Дальнейшее развитие событий
Допустим, назвать так главу – значит подвергнуть себя искушению: и все последующие главы снабжать тем же названием, лишь по правую сторону добавляя цифру – наподобие «Expo 2000» или «Улисс IV». Поэт, с которым меня связывают узы дружбы, озаглавил свою книгу «Здравствуйте». На это исследователь поэзии заметил: «Назвать книгу стихов так – то же, что назвать ее „Слава Богу“» – то есть фразой, уместной не столько на обложке, сколько в помещении, где, по словам другого поэта, «стонет сизый голубочек». Тристрам Шенди в XIX главе своего звездного сочинения рассуждает о том, что все достоинства и недостатки этой книги явствуют из имени ее автора и тем самым прочитываются на титульном листе. Поэтому мы впредь воздержимся называть главы «Главами» – не то будут они отличаться только номером: глава первая, глава вторая и т. д.

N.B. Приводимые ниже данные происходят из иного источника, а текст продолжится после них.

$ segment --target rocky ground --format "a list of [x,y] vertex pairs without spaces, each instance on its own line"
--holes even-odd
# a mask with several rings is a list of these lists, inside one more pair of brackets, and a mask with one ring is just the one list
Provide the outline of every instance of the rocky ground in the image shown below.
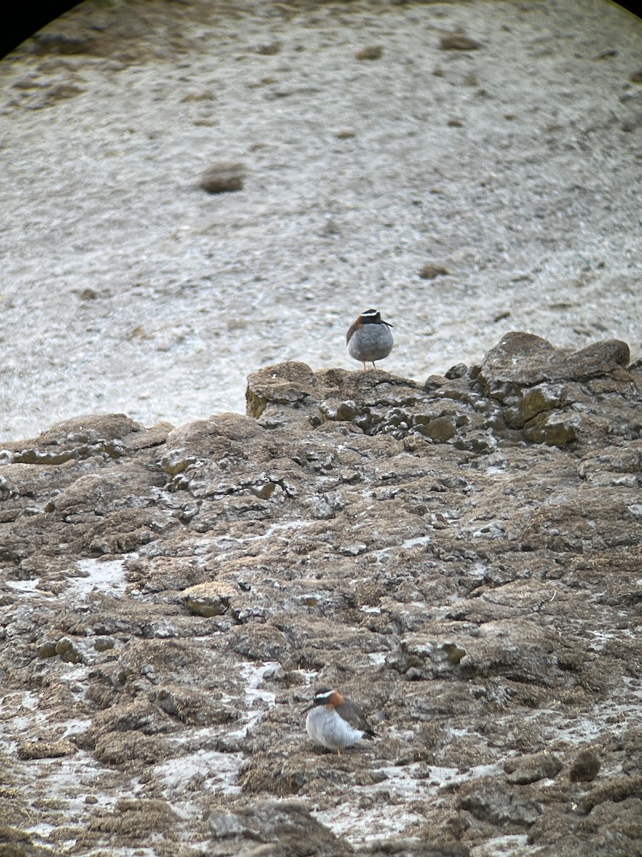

Педрильо – который для всех, естественно, был Педриной – состоял при провианте. Судя по съестным запасам, паша собрался совершить многодневную экспедицию в голодный край, а вовсе не послеобеденную прогулку на катере. Перед Педрильо высилась гора фруктов: апельсинов, мандаринов, клементин, грейпфрутов, памелл, гранатов. В буфете звенела посуда. Портшез страусового пера по-прежнему покачивался далеко впереди, но носилки Блондхен скрылись из его поля зрения, как будто их и не было. До сих пор он видел ее фигурку, личико – в передничке по самые глаза. И разом все исчезло.
С наступлением темноты неизвестность слилась с неизбежностью, теша душу надеждой, что это только до утра.
– Тсс… Педрильо… тсс… – раздался шепот, от кромешного беззвучия в столь же кромешной тьме даже липкий. – Паша ищет художника – из христиан. Написать дону Констанцию, как бы это сделали на ее родине. Все понятно? Я спешу к нашей голубке с доброй вестью.
Такого развития событий Педрильо не ожидал. Скорей в слона!
Констанция в сопровождении Алишара и Хусни взошла к себе в покои. Они располагались на высоте тридцати восьми пологих ступенек – по числу поцелуев, которыми Ночь исцелила Безумного; а в Вестминстер ведет 39 ступеней, по числу догматов, положенных в основу англиканского вероучения: «Закон 39 статей» от 1563 года.[82] У замочной скважины величиною с портал – или у портала, очертаниями походившего на замочную скважину, сидел Джибрил и правил бритву. Он это делал без конца, любя звук, с каким лезвие штрихует ремень: вот так же шашка рассекает воздух – отсюда следует, что в прошлой своей жизни Джибрил был конником.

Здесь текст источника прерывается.